Ya no pude seguir escuchando, salí corriendo al taller mecánico de Mateo, pregunté por su hijo y me contó lo mismo que la vecina, pero resumido: “Se largó con la hija de la coja y nadie sabe donde andan.”

El recuerdo de Patricia y su madre, lo enterré en el lugar más recóndito de mi memoria, bajo llave, en un baúl de hierro, justo donde no pudiera doler. Y ahí permaneció por décadas, hasta que hace unos días la vi en el metro. Sí ahí estaba, sentada en el lugar para discapacitados, más robusta, con su cabellera casi blanca y sus muletas. Yo venía de recoger a mi hijo del karate, así que dudé en acercarme a saludarla, pero pudo más la nostalgia que llegó a mí al volver a verla.

-Señora Mica ¿cómo está?

-Pablo, muchacho de porra ¡que gusto!

Recordaba mi nombre, siempre creí que me llamaba “el muchacho de porra ese” porque había olvidado que yo era Pablo.

-¿Cómo has estado?
-Muy bien gracias ¿y usted?
– Bien hijo, no me quejo, sigo esperando a que me crezca la pierna que me falta – una estrepitosa carcajada salió de su boca, la cual se escuchó por todo el vagón. Y yo no supe si era políticamente correcto reír también

– ¿Y quién es este guapo?
– Es mi hijo. Sebastián saluda a la señora Mica.

La cara del niño mientras estiraba la mano me recodó al Pablo de nueve años, en medio del patio petrificado ante aquella mujer.

-Mucho gusto Sebastián.

Bueno, pues yo me bajo en la que sigue, mi marido me espera en la salida de Cuitlahuac.

Me hizo ilusión volver a ver a Don Antonio, así que me ofrecí a acompañarla, entonces Sebastián le ayudo a cargar su bolsa.

-¡Qué niño tan formal y bien educado! Se parece a ti.

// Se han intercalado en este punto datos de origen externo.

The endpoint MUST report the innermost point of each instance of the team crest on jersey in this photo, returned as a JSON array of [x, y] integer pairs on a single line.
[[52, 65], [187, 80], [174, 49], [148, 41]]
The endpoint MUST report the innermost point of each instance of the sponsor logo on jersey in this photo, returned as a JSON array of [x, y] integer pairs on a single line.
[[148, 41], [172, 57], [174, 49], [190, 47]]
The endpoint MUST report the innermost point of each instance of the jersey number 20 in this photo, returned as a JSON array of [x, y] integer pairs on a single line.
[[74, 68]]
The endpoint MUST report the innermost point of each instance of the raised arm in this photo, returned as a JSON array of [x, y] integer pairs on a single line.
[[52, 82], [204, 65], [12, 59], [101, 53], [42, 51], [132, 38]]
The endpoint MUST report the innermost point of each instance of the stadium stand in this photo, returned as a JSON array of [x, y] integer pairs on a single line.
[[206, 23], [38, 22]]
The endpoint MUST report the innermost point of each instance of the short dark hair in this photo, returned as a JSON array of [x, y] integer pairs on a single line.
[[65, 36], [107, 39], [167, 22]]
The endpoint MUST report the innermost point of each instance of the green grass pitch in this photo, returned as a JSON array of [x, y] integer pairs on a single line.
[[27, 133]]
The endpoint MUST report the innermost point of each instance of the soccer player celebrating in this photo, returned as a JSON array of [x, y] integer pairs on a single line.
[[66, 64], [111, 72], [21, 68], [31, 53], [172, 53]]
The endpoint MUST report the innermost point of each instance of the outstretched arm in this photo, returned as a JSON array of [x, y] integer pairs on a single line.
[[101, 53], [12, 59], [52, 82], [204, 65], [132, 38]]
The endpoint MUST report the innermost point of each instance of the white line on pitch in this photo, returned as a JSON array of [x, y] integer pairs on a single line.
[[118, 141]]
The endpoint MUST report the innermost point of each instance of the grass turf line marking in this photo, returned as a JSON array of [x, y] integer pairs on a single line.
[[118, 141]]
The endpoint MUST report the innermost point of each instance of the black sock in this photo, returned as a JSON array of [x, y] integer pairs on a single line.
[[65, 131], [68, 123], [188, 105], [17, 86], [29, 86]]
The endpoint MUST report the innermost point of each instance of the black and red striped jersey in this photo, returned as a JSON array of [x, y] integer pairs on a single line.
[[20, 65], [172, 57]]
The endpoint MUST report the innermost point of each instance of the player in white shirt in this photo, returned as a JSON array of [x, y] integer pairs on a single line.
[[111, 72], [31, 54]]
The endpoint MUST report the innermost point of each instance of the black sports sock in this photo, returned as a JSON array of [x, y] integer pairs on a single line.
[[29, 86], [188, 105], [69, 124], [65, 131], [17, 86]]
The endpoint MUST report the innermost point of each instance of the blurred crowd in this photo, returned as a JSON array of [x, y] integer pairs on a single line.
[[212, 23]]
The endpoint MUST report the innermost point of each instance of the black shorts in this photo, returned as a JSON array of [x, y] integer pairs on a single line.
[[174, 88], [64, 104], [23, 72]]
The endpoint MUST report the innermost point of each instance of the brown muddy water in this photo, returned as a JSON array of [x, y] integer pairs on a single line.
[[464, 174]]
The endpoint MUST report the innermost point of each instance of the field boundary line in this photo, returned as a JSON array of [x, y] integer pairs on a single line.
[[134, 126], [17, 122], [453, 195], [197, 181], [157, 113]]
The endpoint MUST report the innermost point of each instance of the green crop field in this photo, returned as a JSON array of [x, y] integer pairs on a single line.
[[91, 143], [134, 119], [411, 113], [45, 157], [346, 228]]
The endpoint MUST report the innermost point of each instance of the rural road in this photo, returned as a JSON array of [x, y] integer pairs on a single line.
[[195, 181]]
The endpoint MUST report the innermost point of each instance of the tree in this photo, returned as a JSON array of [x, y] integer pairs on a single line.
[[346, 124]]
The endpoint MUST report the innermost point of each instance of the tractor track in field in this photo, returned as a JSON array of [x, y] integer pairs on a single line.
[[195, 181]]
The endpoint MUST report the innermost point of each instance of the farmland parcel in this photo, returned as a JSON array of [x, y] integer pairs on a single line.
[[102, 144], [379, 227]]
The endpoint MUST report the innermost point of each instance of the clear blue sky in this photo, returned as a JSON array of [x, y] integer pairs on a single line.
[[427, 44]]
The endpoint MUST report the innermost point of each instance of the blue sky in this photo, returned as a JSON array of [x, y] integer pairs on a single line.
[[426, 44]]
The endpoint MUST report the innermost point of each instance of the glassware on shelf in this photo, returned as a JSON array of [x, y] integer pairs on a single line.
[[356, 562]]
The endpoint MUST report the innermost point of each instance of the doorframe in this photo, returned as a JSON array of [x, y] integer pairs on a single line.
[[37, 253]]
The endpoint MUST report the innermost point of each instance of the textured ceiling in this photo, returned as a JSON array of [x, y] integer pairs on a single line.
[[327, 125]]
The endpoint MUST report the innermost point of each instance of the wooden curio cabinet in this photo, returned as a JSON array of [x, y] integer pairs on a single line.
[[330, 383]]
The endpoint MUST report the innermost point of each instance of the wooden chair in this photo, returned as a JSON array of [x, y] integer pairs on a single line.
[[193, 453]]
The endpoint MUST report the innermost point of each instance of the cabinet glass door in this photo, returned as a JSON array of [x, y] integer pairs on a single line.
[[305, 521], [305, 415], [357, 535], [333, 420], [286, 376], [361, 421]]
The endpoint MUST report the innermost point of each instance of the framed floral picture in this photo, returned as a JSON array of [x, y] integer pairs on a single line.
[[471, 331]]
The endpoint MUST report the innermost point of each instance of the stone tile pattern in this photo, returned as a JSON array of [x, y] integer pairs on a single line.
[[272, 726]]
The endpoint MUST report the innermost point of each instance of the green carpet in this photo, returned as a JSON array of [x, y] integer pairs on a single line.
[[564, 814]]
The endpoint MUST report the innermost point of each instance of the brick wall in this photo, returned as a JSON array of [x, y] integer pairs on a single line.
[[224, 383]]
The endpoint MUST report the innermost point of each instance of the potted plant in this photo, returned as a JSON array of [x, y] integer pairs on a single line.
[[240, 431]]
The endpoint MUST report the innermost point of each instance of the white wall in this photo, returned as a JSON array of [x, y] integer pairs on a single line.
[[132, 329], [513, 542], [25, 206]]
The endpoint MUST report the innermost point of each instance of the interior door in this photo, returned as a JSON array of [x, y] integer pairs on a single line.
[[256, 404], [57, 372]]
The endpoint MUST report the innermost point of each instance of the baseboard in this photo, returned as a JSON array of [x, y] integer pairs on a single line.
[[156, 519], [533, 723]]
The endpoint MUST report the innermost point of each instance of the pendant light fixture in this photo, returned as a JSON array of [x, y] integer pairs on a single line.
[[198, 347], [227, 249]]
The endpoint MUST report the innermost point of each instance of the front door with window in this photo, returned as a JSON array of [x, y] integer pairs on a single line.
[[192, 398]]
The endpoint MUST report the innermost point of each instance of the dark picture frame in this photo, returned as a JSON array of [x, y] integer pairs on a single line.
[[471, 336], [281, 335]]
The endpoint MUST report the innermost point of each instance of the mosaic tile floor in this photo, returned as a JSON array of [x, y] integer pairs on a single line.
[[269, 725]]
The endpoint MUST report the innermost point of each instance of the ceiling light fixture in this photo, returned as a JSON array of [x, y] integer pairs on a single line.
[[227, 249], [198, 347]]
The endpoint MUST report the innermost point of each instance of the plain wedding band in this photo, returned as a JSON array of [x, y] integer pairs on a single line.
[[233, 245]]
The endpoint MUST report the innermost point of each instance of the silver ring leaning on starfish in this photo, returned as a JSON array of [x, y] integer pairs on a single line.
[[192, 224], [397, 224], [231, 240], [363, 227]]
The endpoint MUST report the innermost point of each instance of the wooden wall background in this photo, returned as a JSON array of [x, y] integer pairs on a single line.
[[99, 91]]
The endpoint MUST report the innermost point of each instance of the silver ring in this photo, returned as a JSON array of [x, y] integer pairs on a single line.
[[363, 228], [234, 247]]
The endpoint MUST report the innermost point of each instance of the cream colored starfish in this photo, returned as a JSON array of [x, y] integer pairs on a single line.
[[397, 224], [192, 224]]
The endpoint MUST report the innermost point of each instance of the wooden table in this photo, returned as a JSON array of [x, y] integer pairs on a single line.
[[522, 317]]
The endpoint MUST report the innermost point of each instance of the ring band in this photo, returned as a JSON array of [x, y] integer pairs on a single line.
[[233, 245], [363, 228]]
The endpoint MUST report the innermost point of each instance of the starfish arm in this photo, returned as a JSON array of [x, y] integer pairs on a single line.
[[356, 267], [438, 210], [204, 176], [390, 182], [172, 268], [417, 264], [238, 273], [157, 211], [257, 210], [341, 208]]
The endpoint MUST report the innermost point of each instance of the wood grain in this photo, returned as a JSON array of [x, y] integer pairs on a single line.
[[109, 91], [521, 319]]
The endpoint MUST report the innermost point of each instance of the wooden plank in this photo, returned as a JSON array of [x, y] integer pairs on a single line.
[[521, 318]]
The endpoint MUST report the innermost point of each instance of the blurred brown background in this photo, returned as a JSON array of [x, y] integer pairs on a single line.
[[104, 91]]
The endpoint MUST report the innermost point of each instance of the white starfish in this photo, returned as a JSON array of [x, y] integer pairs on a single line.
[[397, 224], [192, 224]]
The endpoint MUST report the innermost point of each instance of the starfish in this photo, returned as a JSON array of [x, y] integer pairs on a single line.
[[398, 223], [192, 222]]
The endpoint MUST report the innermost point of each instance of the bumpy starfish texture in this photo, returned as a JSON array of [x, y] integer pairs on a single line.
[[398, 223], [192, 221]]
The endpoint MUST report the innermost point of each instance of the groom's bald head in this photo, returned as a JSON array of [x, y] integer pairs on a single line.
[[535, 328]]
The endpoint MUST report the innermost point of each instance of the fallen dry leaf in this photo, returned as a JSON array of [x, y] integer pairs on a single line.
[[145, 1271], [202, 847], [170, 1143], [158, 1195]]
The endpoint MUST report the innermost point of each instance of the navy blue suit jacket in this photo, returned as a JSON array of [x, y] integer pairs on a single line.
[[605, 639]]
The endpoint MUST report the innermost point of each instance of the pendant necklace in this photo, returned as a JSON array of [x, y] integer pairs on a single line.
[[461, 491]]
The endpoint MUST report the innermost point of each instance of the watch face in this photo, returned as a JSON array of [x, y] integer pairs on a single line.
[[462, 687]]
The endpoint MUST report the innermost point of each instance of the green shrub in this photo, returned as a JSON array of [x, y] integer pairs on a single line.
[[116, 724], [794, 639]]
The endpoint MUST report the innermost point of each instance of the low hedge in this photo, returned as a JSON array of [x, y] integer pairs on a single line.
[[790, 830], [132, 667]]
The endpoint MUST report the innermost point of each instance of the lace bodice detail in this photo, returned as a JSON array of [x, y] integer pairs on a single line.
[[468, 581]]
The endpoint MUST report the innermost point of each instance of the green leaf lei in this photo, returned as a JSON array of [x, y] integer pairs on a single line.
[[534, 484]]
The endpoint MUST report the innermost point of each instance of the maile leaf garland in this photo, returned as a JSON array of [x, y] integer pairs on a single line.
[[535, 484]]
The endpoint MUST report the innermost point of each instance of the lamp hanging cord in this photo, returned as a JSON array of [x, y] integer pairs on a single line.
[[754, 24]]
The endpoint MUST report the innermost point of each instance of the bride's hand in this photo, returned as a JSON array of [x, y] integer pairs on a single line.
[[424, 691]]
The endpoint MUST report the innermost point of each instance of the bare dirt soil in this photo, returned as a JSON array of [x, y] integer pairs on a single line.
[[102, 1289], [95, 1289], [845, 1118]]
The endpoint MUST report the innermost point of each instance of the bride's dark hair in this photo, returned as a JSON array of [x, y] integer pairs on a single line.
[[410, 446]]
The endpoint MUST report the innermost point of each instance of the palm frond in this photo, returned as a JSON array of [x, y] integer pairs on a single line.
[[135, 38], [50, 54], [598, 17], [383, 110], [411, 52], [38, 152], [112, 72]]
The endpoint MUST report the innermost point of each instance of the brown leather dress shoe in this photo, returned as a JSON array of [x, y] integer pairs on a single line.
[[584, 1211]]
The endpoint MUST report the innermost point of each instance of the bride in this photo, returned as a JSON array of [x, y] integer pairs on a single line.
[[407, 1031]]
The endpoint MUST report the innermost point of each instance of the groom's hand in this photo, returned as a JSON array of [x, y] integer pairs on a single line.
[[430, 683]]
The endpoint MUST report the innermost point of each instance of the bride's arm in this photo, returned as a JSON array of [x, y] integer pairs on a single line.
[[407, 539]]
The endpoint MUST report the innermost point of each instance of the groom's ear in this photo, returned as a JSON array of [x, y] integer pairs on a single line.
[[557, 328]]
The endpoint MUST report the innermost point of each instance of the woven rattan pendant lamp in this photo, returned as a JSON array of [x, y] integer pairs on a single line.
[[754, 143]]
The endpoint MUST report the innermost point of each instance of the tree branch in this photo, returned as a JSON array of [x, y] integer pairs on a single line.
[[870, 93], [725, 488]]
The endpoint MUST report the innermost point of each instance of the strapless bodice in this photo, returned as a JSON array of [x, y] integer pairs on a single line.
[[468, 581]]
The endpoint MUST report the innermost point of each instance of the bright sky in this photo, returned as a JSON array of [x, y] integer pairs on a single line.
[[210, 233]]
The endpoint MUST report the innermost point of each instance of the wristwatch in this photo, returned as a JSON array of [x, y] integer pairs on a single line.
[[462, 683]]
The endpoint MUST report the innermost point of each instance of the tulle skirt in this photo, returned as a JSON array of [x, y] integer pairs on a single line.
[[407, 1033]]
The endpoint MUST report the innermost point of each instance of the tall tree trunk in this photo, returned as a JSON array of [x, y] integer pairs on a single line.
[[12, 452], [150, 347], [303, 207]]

Con una mano le ayudé a sostenerse y con la otra, cargué una de las muletas. Los tres caminamos hacia la salida.

-¿No me vas a preguntar por ella?

Sentí alivio, no me atrevía a preguntar por miedo a que su madre nunca más hubiera sabido de Patricia.

-¿Cómo está?

-Bien. De adolescente se fue al gabacho con un bueno para nada, pero ahora está casada con un gringo que la quiere mucho, tiene la green card y es terapeuta en una clínica para niños que por diversas razones no pueden caminar.

-Dígale por favor que la recuerdo con cariño.

Regalándome una tierna mirada me contestó:

-Y ella a ti.

Al llegar a la entrada del metro, vi como la cara de un viejito que no era Don Antonio se iluminó. Micaela lo tomó del brazo y lo besó en la boca, ante mi sorpresa me dijo: “Pablo, te presento a Jonás, mi esposo.” A lo que sin pensar contesté: “¿Otro?” El señor extrañado preguntó:

-¿Cuál otro?

-Discúlpeme señor, pregunté “Otto”, es que no escuché bien su nombre. -Micaela soltó una risilla traviesa apenas audible.

-Ay muchacho, tienes que ir al médico, soy Jonás no Otto, estás más sordo que yo.

Sebastián y yo nos despedimos. Sin dar crédito a lo radiante que se veía la señora Mica, regresé con mi hijo a los vagones. Entonces me preguntó:

-¿Quién es esa señora papá?

-Una mujer que pudo ser tu abuela.

-Lástima, me cae mejor que tu mamá, esta sí sonríe.